Humiliating indeed. But it’s more than a personal betrayal, as Jessie points out, “there’s a realization that Eloise has been complicit in it because Penelope must get so much information from her when they hang out together. So I think she feels like an enabler in that sense.”
With the evidence in Eloise’s hands, it’s hard for Penelope to deny her role as Lady Whistledown, but defending her actions is another thing altogether. As she has her own reasons for writing what she has, it’s hard to verbalize it with Eloise in the heat of the moment.
“I think it really, really weighs on her,” Coughlan says of her character, “but also, Penelope lies a lot. She’s never expressed these feelings. So, when she has to come out and speak to Eloise, it’s just a mess. It’s a complete mess, because there’s the guilt. Then when Eloise is justifiably furious with her, Penelope goes, ‘Well, I gave it up for you. You are the reason that I can’t do this thing that I love anymore.'”
Penelope doesn’t give up the pen for long, because once Eloise bolts from the Featheringtons’ big ball and she overhears Colin (Luke Newton) making a comment about how he’d never plan to court her, it’s all too much and emotions get the best of her. Paper and pen just happen to be the best outlet for her frustrations.
Despite the heightened tensions of the moment where Eloise confronts Penelope, Jessie says, “Nicola and I loved shooting that scene. We were really nervous for it because it’s so intense, but I think it pays off really well. It’s such a massive thing to happen in their friendship. That first cut is the deepest and it’s heartbreaking when you’re that age.”

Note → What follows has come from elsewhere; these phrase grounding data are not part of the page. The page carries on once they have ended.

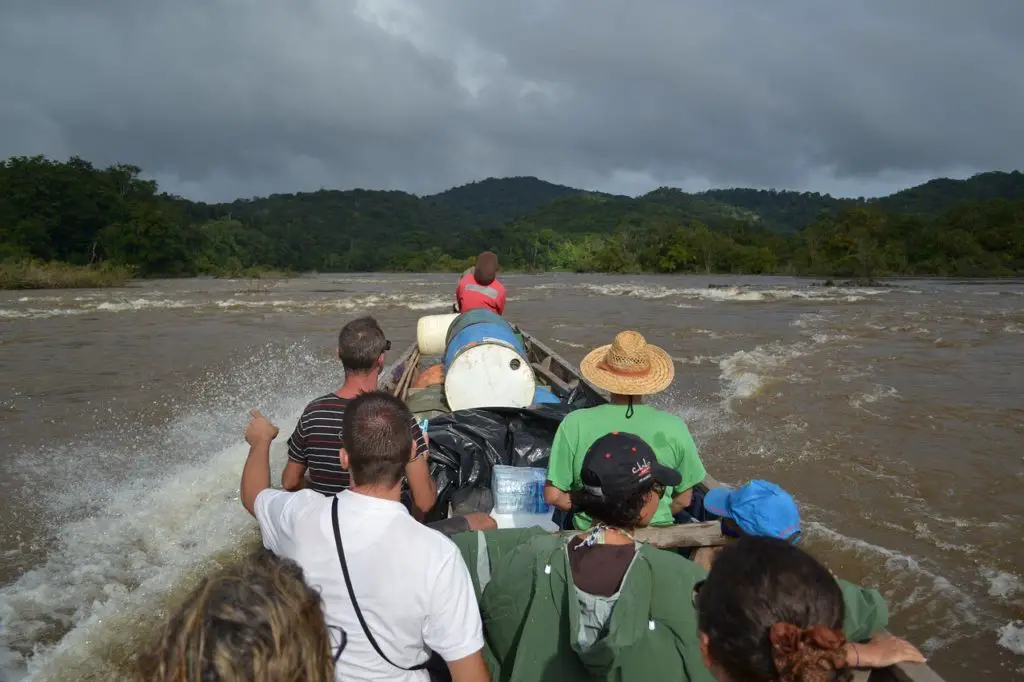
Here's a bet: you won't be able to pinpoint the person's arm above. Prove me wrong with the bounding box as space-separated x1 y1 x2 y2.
844 636 926 668
544 420 577 511
455 278 464 313
495 283 506 315
281 419 309 491
447 651 491 682
405 420 436 520
428 513 498 536
282 461 307 491
670 420 706 515
241 409 279 516
405 455 436 521
544 483 572 512
670 488 694 515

As for whether the fight will last forever? Jessie says, “obviously, they’re going to be able to patch things up, right. That’s inevitable just story-wise. It’s not fun to watch that forever.” While this is good to hear, don’t expect it to be an easy road back to where they were before the revelation as Jessie adds, “I think friends can have secrets. And I think they’ll work it out, but it will mature their relationship, which is a positive thing.”